Parution : imagine…53, Sainte-Foy, 1990, p. 71-98.
Hélène Colas de la Noue analyse en détail quatre dystopies québécoises produites entre 1963 et 1973 : Surréal 3000 (1963) de Suzanne Martel, Api 2967 (1966) de Robert Gurik, Les Nomades (1967) de Jean Tétreau et Les Tours de Babylone (1972) de Maurice Gagnon. Soulignant que ces œuvres s’inscrivent dans la période de la Révolution tranquille marquée par l’effervescence sociale, le changement et le progrès, elle se penche sur le paradoxe apparent que représentent ces œuvres car pour plusieurs théoriciens (Angenot, Khouri), la dystopie plaide pour le statu quo ou le retour au passé et constitue une « protestation réactionnaire contre le changement d’origine scientifique et technique et contre toute rationalité collective ».
En outre, comme la SF est caractérisée par une « tension vers l’altérité » (Gouanvic) et par la recherche du novum (Bloch, Suvin), la dystopie se situe en opposition avec la SF en critiquant l’utilisation de la science qui, dans la SF, donne accès à l’altérité ou produit cette altérité. Cependant, l’essayiste rappelle que le texte n’est « ni traduction littérale ni reflet du social », qu’il n’y a pas nécessairement correspondance directe entre le texte et le contexte et que chaque lecture est une hypothèse « qui n’épuise pas la réserve des sens possibles du texte ».
C’est guidée par cette conviction qu’Hélène Colas de la Noue se penche sur la représentation des sciences et des technologies dans les quatre dystopies mentionnées plus haut. Les sciences et technologies « conventionnelles » (informatique, énergétique nucléaire et électrique, astronautique, physique, eugénique, art militaire, sciences du langage, psychologie behavioriste) représentées dans ces œuvres constituent un pouvoir qui favorise le contrôle social et la déshumanisation bien plus qu’un facteur important de l’évolution sociale. Les auteurs, estime l’essayiste, misent davantage sur les sciences « parallèles » (architecture conviviale, médecine, télépathie) pour accéder au monde autre désiré même si elles sont souvent le fait de personnages et non de la collectivité et même si « elles ne transforment pas vraiment le monde nouveau auquel elles donnent accès ».

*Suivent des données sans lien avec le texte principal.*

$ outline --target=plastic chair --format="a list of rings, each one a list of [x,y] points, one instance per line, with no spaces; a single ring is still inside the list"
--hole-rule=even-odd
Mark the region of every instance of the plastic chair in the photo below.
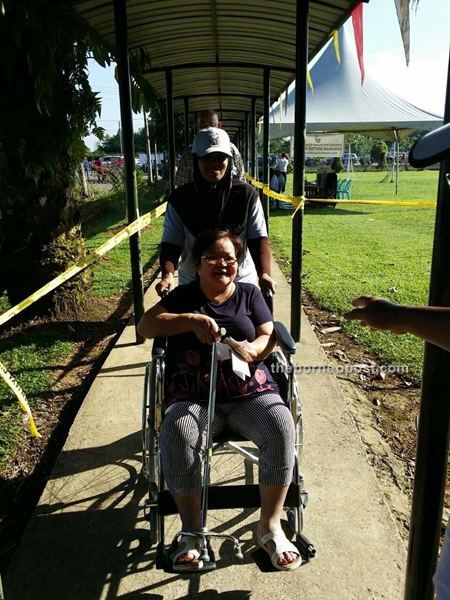
[[[339,198],[339,192],[342,190],[342,186],[345,184],[346,179],[338,179],[336,186],[336,198]]]
[[[350,188],[352,186],[352,180],[351,179],[344,179],[343,180],[343,184],[339,189],[339,184],[338,184],[338,192],[337,192],[337,197],[340,200],[351,200],[352,199],[352,195],[350,192]]]

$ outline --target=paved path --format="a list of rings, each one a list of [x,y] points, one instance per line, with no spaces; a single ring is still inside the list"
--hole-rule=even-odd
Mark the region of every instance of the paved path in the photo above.
[[[288,324],[290,288],[274,269],[275,316]],[[147,305],[154,301],[152,288]],[[254,560],[257,512],[214,511],[209,526],[240,536],[244,560],[234,560],[229,542],[213,541],[216,571],[156,570],[140,474],[140,403],[151,343],[134,341],[130,323],[72,426],[6,574],[6,600],[402,600],[405,546],[329,373],[299,375],[309,490],[304,533],[317,556],[292,573],[263,572]],[[299,350],[298,364],[328,364],[306,318]],[[214,476],[244,477],[239,461],[219,456]],[[167,524],[169,540],[177,518]]]

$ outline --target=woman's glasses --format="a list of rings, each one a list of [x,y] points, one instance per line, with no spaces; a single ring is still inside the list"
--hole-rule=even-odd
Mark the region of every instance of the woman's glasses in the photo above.
[[[202,256],[201,258],[204,258],[206,260],[206,262],[208,263],[208,265],[217,265],[217,263],[219,262],[224,262],[226,265],[234,265],[237,262],[237,258],[234,258],[233,256]]]

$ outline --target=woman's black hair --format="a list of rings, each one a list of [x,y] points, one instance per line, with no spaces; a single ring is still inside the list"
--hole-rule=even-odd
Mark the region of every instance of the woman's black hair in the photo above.
[[[195,238],[194,245],[192,247],[192,260],[196,267],[199,266],[202,256],[212,249],[214,244],[222,239],[227,238],[234,246],[236,252],[236,258],[239,260],[244,253],[244,244],[240,237],[235,235],[229,229],[210,229],[203,231]]]

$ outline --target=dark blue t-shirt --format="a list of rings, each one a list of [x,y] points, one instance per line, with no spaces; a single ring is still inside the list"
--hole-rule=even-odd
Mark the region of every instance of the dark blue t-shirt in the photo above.
[[[256,327],[272,321],[272,315],[260,290],[251,283],[236,283],[233,295],[222,304],[209,301],[194,281],[175,288],[159,304],[174,314],[200,313],[224,327],[227,335],[237,341],[253,342]],[[200,342],[192,333],[170,337],[170,379],[167,404],[176,400],[207,400],[211,369],[211,346]],[[219,358],[216,398],[218,402],[232,402],[263,393],[278,393],[263,362],[249,364],[250,377],[242,380],[231,368],[231,360]]]

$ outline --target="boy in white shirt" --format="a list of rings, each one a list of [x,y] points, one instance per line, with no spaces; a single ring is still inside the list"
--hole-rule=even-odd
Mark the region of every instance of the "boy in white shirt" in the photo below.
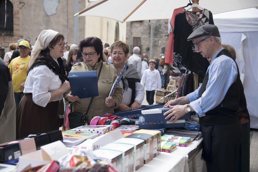
[[[155,90],[161,89],[161,79],[159,72],[155,69],[156,63],[153,59],[149,62],[150,68],[144,71],[141,80],[141,83],[144,86],[146,90],[146,99],[150,105],[154,102]]]

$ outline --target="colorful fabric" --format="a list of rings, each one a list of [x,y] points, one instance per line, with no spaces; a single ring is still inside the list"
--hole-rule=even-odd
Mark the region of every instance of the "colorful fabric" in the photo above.
[[[161,151],[162,152],[167,152],[168,153],[171,153],[171,152],[173,152],[175,150],[176,150],[176,148],[175,148],[173,149],[171,149],[171,150],[165,150],[165,149],[162,149]]]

À partir de ce rapport aux sciences, elle identifie trois types de sociétés représentées par ces dystopies : les sociétés dites « techniciennes » où les sciences « conventionnelles » jouent un rôle répressif et sont inadaptées aux besoins des hommes, les sociétés « non techniciennes » qui, en faisant appel aux « sciences parallèles », aspirent à un retour aux valeurs du passé (cette « circularité » particulière à la dystopie que Bakhtine appelle « l’inversion historique ») et les sociétés « autres », jugées dangereuses et menaçantes.
Hélène Colas de la Noue qualifie d’ambiguës ces dystopies québécoises car contrairement aux dystopies classiques, elles ne sont pas closes sur une absence totale d’espoir. En outre, elle y voit une expression d’une tension vers l’altérité dans leur tentative de représenter un monde autre et meilleur que laisse deviner l’au-delà de l’intrigue. De même, le choix, par les auteurs, d’un genre anti-mimétisme manifeste « un certain refus de tenir pour acquises les déterminations socio-historiques existantes ». L’essayiste conclut que ces dystopies, par leurs ambivalences et leurs contradictions, par leur méfiance à l’égard des sciences « conventionnelles », témoignent bien des hésitations idéologiques de la Révolution tranquille. Elle regrette tout simplement que les auteurs n’aient pas saisi l’occasion que leur fournissait le thème de l’anticipation pour accoucher dans la fiction d’un projet social nouveau.
Source : Janelle, Claude, L'ASFFQ 1990, Logiques/Le Passeur, p. 209-210.